When we arrived to the village, we were welcomed by our host, Maha, and told we needed to perform a series of rituals before we would be allowed to walk on the tribe’s sacred lands. First, we were led to the dining area where they had an assortment of cookies and cakes with afternoon tea and coffee. One of the treats was a sort of biscuit that was deep fried like a donut and delicious with butter and cream. Part of the greetings included a song by our hosts, followed by a speech from both parties and then we had to sing a song back. We did not prepare a song to sing prior to arriving to the village so we chose Don’t Stop Believing at the last minute and it was nearly a disaster but all great fun.
After having our fill, we were taken to the gate of the fortified village and our chosen chiefs accepted a peace offering from the warriors and led us into the village.
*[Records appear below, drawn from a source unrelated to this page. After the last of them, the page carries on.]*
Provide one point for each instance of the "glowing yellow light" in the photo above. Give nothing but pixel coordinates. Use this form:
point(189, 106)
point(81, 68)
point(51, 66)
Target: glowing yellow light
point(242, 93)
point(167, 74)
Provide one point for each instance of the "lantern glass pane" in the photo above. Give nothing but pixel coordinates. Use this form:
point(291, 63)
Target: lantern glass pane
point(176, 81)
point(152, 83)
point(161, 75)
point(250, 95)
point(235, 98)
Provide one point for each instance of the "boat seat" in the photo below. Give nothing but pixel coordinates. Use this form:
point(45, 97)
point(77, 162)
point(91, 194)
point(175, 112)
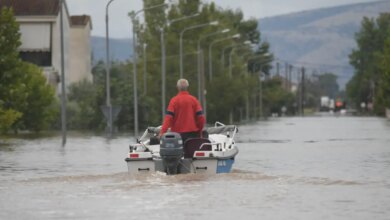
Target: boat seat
point(193, 144)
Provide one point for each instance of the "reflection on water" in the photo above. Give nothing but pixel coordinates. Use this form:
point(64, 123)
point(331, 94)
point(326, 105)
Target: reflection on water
point(291, 168)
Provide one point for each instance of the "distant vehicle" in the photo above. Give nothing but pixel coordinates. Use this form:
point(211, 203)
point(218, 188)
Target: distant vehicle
point(325, 104)
point(340, 105)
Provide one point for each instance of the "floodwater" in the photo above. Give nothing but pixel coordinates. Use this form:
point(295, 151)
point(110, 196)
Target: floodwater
point(288, 168)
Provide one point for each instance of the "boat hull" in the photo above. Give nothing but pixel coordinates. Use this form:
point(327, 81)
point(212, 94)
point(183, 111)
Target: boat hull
point(199, 166)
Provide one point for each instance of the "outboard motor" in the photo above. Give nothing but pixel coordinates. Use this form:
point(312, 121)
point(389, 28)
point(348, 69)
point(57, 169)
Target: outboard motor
point(171, 151)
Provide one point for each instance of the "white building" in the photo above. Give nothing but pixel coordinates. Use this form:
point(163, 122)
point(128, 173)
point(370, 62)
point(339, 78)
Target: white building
point(39, 22)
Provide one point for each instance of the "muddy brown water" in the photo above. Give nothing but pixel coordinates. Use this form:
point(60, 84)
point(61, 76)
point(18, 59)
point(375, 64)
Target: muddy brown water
point(287, 168)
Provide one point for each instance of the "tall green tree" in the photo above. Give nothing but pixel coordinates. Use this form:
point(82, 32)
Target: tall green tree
point(26, 100)
point(383, 96)
point(370, 45)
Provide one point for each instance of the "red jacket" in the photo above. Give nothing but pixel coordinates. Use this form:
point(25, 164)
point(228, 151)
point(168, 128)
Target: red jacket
point(184, 114)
Once inside, there were several houses, each representing a different cultural activity that we were taught and had a brief demonstration at each house, including the Maori haka.
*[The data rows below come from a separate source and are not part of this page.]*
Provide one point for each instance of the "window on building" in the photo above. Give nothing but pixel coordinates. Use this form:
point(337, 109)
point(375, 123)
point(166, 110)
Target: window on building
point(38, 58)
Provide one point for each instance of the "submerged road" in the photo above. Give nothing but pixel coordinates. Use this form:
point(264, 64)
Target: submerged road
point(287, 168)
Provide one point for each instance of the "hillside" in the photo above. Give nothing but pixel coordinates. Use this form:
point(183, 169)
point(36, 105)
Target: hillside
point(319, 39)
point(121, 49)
The haka is a traditional war dance used to intimidate the tribe’s competitors. It is still performed today, as I saw firsthand during my first Lions vs. Crusaders rugby game viewing at the bar the night before. It is an intense and beautiful tradition to watch. After our short time in the village, we went into an auditorium and watched the entertainment show, which consisted of more traditional songs and dances and a longer haka.
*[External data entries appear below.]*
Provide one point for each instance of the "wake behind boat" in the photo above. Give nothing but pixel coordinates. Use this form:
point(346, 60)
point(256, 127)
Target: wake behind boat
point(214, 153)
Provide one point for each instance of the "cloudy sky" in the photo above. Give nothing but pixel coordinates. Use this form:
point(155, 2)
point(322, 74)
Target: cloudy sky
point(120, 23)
For dinner we were served a traditional hangi, which is a buffet-style dinner where the food is cooked by digging a deep hole into the ground, heating volcanic rocks, then placing baskets of meat and vegetables on top and covering with dirt and moist sacks to essentially steam the food underground. It is a traditional method of cooking that the Maoris used to prepare huge feasts for celebrations and bereavements.
At dinner, we were part of the “show” and performed a song that we had slightly rehearsed in Maori that had to meaning but helped us learn their phonetic alphabet. We also attempted the haka, which was a disaster. After dinner, Maha took us to the sleeping quarters and told us a story about the tribe’s ancestors by using the wooden carvings on the wall of the room. Then, we went back outside to play another team-building game and ended the night at the bar and soaking in the hot tubs.
We had the opportunity to ask questions and speak to our hosts during the evening. I honestly learned so much about the Maori culture and was fascinated by all the stories and history. The Tamaki Maori Village is a peek at what life was hundreds of years ago. Since then, the tribe has assimilated into modern culture but they still hold onto their traditions and teach visitors about their culture with so much pride.